British hacker (born 1999)

Kane Gamble or known online as Cracka (born October 2, 1999) is a British hacker from Leicester, who lead a hacktivist group called Crackas With Attitude (CWA) in 2015, responsible for hacking US government networks, emails and phone accounts of several US government officials (including the US Department of Justice network, the FBI's Law Enforcement Enterprise Portal, former CIA chief John Brennan, the former director of national intelligence James Clapper, the former deputy director of the FBI Mark Giuliano and Obama's deputy national security adviser Avril Haines).

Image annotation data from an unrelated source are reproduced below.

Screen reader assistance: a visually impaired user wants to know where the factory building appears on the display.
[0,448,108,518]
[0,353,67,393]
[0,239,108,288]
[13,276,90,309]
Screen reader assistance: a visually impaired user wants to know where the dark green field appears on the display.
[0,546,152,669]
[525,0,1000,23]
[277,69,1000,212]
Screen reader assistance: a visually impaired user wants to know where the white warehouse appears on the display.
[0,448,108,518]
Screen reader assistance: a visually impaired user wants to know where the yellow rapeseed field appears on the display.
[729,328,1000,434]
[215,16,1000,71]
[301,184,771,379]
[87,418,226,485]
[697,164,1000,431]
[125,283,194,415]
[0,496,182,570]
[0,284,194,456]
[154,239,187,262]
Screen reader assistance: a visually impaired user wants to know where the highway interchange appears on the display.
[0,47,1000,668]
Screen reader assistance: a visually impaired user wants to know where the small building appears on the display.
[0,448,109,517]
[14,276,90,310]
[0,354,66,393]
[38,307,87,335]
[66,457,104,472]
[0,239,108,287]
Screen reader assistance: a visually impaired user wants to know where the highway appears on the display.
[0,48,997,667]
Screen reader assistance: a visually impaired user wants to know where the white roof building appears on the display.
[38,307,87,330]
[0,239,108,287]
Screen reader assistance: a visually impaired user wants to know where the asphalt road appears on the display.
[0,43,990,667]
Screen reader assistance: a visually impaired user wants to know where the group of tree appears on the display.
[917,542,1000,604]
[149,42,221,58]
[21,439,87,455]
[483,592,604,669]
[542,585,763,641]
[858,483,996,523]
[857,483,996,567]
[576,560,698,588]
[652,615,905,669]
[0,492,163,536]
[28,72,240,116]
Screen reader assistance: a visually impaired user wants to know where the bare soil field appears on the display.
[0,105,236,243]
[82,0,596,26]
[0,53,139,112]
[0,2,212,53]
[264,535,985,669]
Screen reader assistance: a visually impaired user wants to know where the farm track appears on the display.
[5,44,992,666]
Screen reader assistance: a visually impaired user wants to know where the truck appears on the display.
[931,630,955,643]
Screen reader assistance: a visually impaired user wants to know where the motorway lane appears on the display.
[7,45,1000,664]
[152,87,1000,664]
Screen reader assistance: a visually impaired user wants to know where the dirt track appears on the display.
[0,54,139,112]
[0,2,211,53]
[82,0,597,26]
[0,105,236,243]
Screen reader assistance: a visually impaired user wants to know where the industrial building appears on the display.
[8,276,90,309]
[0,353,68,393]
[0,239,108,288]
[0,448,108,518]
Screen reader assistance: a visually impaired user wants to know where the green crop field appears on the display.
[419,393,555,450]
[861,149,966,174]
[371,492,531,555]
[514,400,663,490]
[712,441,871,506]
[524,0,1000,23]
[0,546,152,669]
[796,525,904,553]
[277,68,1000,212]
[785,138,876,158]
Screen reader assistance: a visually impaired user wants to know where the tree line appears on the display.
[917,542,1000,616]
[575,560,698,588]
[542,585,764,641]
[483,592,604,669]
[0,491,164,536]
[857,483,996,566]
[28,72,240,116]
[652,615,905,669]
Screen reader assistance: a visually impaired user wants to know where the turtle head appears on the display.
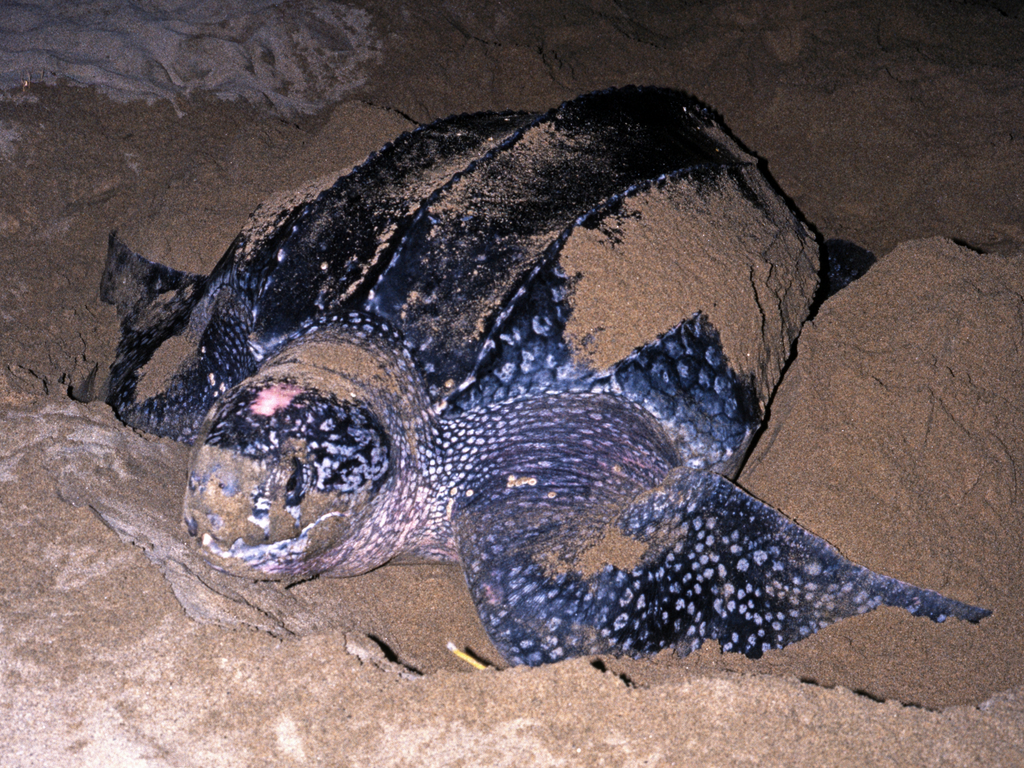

Gamble was just 15 years old at the time of the offences.
The court described he accessed “extremely sensitive” documents referring to operations (military and intelligence) in Iraq and Afghanistan.
Some of the information obtained was posted on Wikileaks and others websites. Gamble committed the offences to "raise awareness for the situation in Palestine and the war in Iraq"

Gamble pleaded guilty to 10 charges and was sentenced to two years in a youth detention centre. He served his sentence at HMP Belmarsh, a category A notorious maximum security prison in South East London.

== Rehabiliation ==
Kane Gamble was released from imprisonment in 2019. Since his release, Gamble has taken part in Bug Bounty programs to help companies secure their websites such as T-Mobile (where he was paid the maximum bounty of $5,000), Ministry of Defence, AT&T and more. Gamble also has several CVE's assigned to his name, including vulnerabilities identified in the encrypted messaging app Wire and Sitecore.

Gamble currently works in the information security sector, specifically as a Senior Security Consultant helping businesses identify vulnerabilities in their systems.